# Multi-Agent System with Genie + LLM Summarization

This notebook creates a multi-agent system where:
1. **Genie Agent** provides structured data (tables, statistics)
2. **Supervisor Agent** (Llama 3.1) creates natural language summaries
3. **Output includes BOTH** the table and the summary

## Prerequisites
- Genie Space created and configured
- Databricks serving endpoint access


In [None]:
%pip install -U -qqq langgraph-supervisor==0.0.30 mlflow[databricks] databricks-langchain databricks-agents uv 
dbutils.library.restartPython()


## Define the Enhanced Multi-Agent System

Key enhancement: The supervisor prompt explicitly instructs the LLM to:
- Preserve structured data from Genie
- Add a natural language summary
- Provide insights and key findings


In [None]:
%%writefile agent.py
import json
from typing import Generator, Literal
from uuid import uuid4

import mlflow
from databricks_langchain import (
    ChatDatabricks,
    DatabricksFunctionClient,
    UCFunctionToolkit,
    set_uc_function_client,
)
from databricks_langchain.genie import GenieAgent
from langchain_core.runnables import Runnable
from langchain.agents import create_agent
from langgraph.graph.state import CompiledStateGraph
from langgraph_supervisor import create_supervisor
from mlflow.pyfunc import ResponsesAgent
from mlflow.types.responses import (
    ResponsesAgentRequest,
    ResponsesAgentResponse,
    ResponsesAgentStreamEvent,
    output_to_responses_items_stream,
    to_chat_completions_input,
)
from pydantic import BaseModel

client = DatabricksFunctionClient()
set_uc_function_client(client)

########################################
# Agent Configuration Models
########################################

GENIE = "genie"


class ServedSubAgent(BaseModel):
    endpoint_name: str
    name: str
    task: Literal["agent/v1/responses", "agent/v1/chat", "agent/v2/chat"]
    description: str


class Genie(BaseModel):
    space_id: str
    name: str
    task: str = GENIE
    description: str


class InCodeSubAgent(BaseModel):
    tools: list[str]
    name: str
    description: str


TOOLS = []


def stringify_content(state):
    """Convert content to string format for processing"""
    msgs = state["messages"]
    if isinstance(msgs[-1].content, list):
        msgs[-1].content = json.dumps(msgs[-1].content, indent=4)
    return {"messages": msgs}


########################################
# Create LangGraph Supervisor with Enhanced Summarization
########################################


def create_langgraph_supervisor(
    llm: Runnable,
    externally_served_agents: list[ServedSubAgent] = [],
    in_code_agents: list[InCodeSubAgent] = [],
):
    agents = []
    agent_descriptions = ""

    # Process inline code agents
    for agent in in_code_agents:
        agent_descriptions += f"- {agent.name}: {agent.description}\n"
        uc_toolkit = UCFunctionToolkit(function_names=agent.tools)
        TOOLS.extend(uc_toolkit.tools)
        agents.append(create_agent(llm, tools=uc_toolkit.tools, name=agent.name))

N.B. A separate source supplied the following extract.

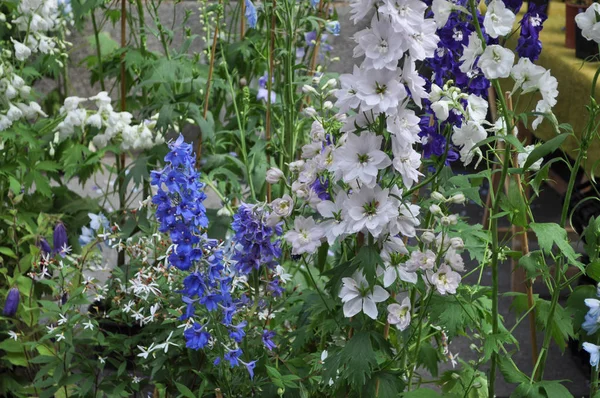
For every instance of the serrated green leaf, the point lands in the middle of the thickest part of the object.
(545, 149)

    # Process served endpoints and Genie Spaces
    for agent in externally_served_agents:
        agent_descriptions += f"- {agent.name}: {agent.description}\n"
        if isinstance(agent, Genie):
            genie_agent = GenieAgent(
                genie_space_id=agent.space_id,
                genie_agent_name=agent.name,
                description=agent.description,
            )
            genie_agent.name = agent.name
            agents.append(genie_agent)
        else:
            model = ChatDatabricks(
                endpoint=agent.endpoint_name, use_responses_api="responses" in agent.task
            )
            # Disable streaming for subagents for ease of parsing
            model._stream = lambda x: model._stream(**x, stream=False)
            agents.append(
                create_agent(
                    model,
                    tools=[],
                    name=agent.name,
                    post_model_hook=stringify_content,
                )
            )

    # ENHANCED SUPERVISOR PROMPT with explicit summarization instructions
    prompt = f"""
You are a supervisor in a multi-agent system specialized in workforce analytics, talent mobility, and attrition analysis.

Your workflow:
1. **Understand the user's request** - What insights are they seeking?
2. **Check chat history** - Has this been answered already?
3. **Delegate if needed** - Route to the appropriate agent if information is missing
4. **Analyze & Summarize** - When an agent returns data:
   
   **CRITICAL: You MUST provide BOTH:**
   
   a) **Natural Language Summary** (2-4 sentences):
      - State the key finding that directly answers the user's question
      - Highlight the most significant insight or trend
      - Note any notable patterns, outliers, or anomalies
      - Use specific numbers and percentages from the data
      - Make it actionable and business-relevant
   
   b) **Preserve the structured data** - Keep tables and detailed results intact
   
5. **Response Format:**
   ```
   [Your natural language summary here - clear, insightful, specific]
   
   [Detailed data/table follows]
   ```

**Example Good Response:**
"The analysis reveals that Sales has the highest attrition rate at 15.2%, nearly double the company average of 8.1%. This is primarily driven by high turnover in the first year (23% of new Sales hires leave within 12 months). Engineering shows the strongest retention at 6.3%, suggesting successful retention programs in technical roles."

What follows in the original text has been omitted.